Tom Shales: My Life With All Those Damn Editors

From a 2013 About Editing and Writing post by former Washington Post television critic Tom Shales:

Something I used to hear about me and the Washington Post, where I spent roughly 39 varyingly rewarding years, most of those as TV critic, was that my pristine copy veritably flew out of my typewriter (later the PC) and directly into the newspaper with nary so much as a glance from an editor. That is not at all true. Some pieces were edited lightly and some were mutilated but all passed before the eyes of several editors.

I regularly denounced editors as a species, insulting them with such disparagements as, “Those who can, do; those who can’t, teach; those who can’t even teach, edit.”  Editors, I liked to say, were all failed writers, and bitter about it, but that kind of logic produces such similarly flawed thoughts as critics are all failed performers or failed somethings.

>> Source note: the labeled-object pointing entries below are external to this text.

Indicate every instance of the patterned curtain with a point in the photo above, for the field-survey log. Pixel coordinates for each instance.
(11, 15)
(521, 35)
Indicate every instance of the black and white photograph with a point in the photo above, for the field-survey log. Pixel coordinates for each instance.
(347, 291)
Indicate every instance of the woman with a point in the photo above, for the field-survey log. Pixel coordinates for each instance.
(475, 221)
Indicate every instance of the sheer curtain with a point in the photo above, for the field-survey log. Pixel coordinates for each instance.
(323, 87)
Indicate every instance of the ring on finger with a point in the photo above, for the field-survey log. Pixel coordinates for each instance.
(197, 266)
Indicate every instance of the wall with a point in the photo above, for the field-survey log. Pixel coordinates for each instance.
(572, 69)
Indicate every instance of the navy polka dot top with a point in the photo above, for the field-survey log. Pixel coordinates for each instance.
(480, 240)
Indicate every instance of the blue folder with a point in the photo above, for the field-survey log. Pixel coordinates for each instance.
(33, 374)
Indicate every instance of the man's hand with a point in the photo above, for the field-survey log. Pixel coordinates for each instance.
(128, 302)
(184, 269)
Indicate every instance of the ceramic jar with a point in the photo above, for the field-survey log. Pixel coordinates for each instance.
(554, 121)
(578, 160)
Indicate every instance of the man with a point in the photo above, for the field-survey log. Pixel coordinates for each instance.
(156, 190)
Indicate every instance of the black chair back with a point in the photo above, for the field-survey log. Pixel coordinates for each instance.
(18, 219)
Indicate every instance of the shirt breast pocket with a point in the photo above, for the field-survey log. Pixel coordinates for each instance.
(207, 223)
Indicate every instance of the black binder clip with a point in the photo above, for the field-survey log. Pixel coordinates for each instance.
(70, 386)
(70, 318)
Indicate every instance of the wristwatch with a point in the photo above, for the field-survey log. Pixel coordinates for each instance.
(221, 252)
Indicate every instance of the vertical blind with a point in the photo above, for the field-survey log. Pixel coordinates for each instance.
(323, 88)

Having now reached an age of reason, that little lull just before senility, I do feel inclined to apologize for those blanket indictments of all editors.

I do recall sometimes feeling frustrated in my kill-the-editor campaign by the fact that every time I wanted to take a flame thrower to the copy desk, one of its tireless drones would find a hideous error I’d made in a story and save my ass.  I always tried to thank the editor in question for what she or he had so beneficently done.